Weil der Mensch aber Rechte hat, muss jeder Mensch auch Respekt vor den Rechten des anderen haben. Jeder muss das Recht des Anderen respektieren. Man nennt das meistens auch Pflichten. Aber das Wort Respekt klingt modern schöner.

Die europäische Kultur hat die Ordnung des Respekts weitgehend von Moses. Ich nenne die zehn Gebote gerne Normen des Respekts. Respekt vor der Wahrheit – du sollst nicht lügen. Respekt vor dem Eigentum, - du sollst nicht stehlen. Respekt vor dem Leben – du sollst nicht töten. Respekt vor der Ehe – du sollst nicht ehebrechen. Respekt vor dem Schöpfer – du sollst den Herrn, deinen Gott anbeten und keine fremden Götter neben ihm haben.

Ich erlaube mir die Diagnose: Heute steht es in den Wohlstandsländern mit dem Respekt nicht bestens. Wir unterstreichen sehr unsere Rechte. Seit neustem haben wir den Respekt vor der Schöpfung entdeckt. Und in allerletzter Zeit den Respekt vor dem homosexuell orientierten Menschen. Aber haben wir genügend Respekt vor dem Leben, der Wahrheit, der Ehe, vor dem Schöpfer? Haben wir so viel Respekt vor dem werdenden Leben, vor der Ehe des anderen, vor der Wahrheit wie vor der Schöpfung, der Umwelt, der Natur, dem Kosmos. Aber wir fanden zu diesem Respekt zurück, weil wir erkannt haben, was Respektlosigkeit vor der Natur oder Ausbeutung hervorbringt.

Hinter der Betonung des Rechts steht das Ich. Ich habe Rechte. Aber wenn das Ich nicht ausgeglichen wird durch die Zuwendung zum Du, dann wird das Leben einseitig, schief. Ich muss das Du respektieren, den Anderen respektieren. Ja ich soll ihn sogar ebenso ernst nehmen wie mich selbst. Liebe Deinen Nächsten wie dich selbst.

Die Nichtrespektierung der Normen des Moses heißt Sünde. Und Sünde ist bei uns gesellschaftlich ein Unwort geworden. Wir vermeiden das Wort Sünde. Es gibt fast nur noch Umweltsünden. Sünde im Allgemeinen erinnert an alte Zeiten, an Zeiten der Unterdrückung, des mangelnden Respekts vor der Freiheit des Menschen.

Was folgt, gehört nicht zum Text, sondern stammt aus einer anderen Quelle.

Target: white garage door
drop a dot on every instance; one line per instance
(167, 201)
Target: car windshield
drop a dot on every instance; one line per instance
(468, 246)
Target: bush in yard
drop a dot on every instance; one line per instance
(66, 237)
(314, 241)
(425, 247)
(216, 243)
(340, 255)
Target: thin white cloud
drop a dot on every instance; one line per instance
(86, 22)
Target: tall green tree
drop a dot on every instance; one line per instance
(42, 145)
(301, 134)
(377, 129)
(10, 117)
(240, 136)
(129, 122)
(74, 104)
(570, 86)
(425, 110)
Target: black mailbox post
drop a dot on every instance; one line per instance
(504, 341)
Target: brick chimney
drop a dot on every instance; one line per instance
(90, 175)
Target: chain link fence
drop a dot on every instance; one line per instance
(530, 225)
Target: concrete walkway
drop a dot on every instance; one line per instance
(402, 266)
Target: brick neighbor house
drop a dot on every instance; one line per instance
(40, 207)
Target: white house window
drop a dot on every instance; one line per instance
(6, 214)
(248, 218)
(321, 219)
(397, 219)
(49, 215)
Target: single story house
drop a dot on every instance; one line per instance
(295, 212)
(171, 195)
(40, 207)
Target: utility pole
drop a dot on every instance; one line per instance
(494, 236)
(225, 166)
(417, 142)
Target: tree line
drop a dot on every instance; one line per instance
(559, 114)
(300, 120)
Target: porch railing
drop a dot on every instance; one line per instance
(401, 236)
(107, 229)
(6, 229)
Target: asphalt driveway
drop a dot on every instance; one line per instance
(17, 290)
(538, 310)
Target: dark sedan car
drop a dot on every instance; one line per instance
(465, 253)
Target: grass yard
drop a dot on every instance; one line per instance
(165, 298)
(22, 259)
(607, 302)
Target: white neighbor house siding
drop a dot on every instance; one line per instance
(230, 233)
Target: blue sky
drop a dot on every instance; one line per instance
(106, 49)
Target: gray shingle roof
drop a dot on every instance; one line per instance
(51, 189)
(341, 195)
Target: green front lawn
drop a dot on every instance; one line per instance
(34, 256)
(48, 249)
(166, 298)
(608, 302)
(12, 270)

Für Jesus ist Ehebruch eine Sünde, eine schwere Sünde. Im heutigen Evangelium setzt Jesus dieses Gebot nicht außer Kraft, sondern sagt nur, wie die Anklagenden umgehen sollen. Sie dürfen sich nicht als bessere Menschen verstehen. Wir sollen die Normen hochschätzen, aber sie auch für uns selbst anwenden und nicht nur für die anderen.

Ich denke: Die Anwendung des Evangeliums auf unsere Zeit, heißt vor allem Respektierung des Rechts auf Leben. Das gilt nicht nur für den ungeborenen Menschen im Mutterleib. Das gilt auch für den Menschen, der im Krieg umkommt, für den Menschen, der an Hunger stirbt, der auf der Flucht ist. Wenn wir nur den Angreifer kritisieren oder die Wirtschaft kritisieren wie die Pharisäer die Ehebrecherin kritisiert haben, dann tun wir zu wenig. Es geht um die Zuwendung zum Nächsten in allen Situationen, auch die Zuwendung zum Sünder. Keiner werfe den ersten Stein. Amen

Pater Eberhard von Gemmingen SJ war von 1982 bis 2009 Redaktionsleiter der deutschen Sektion von Radio Vatikan.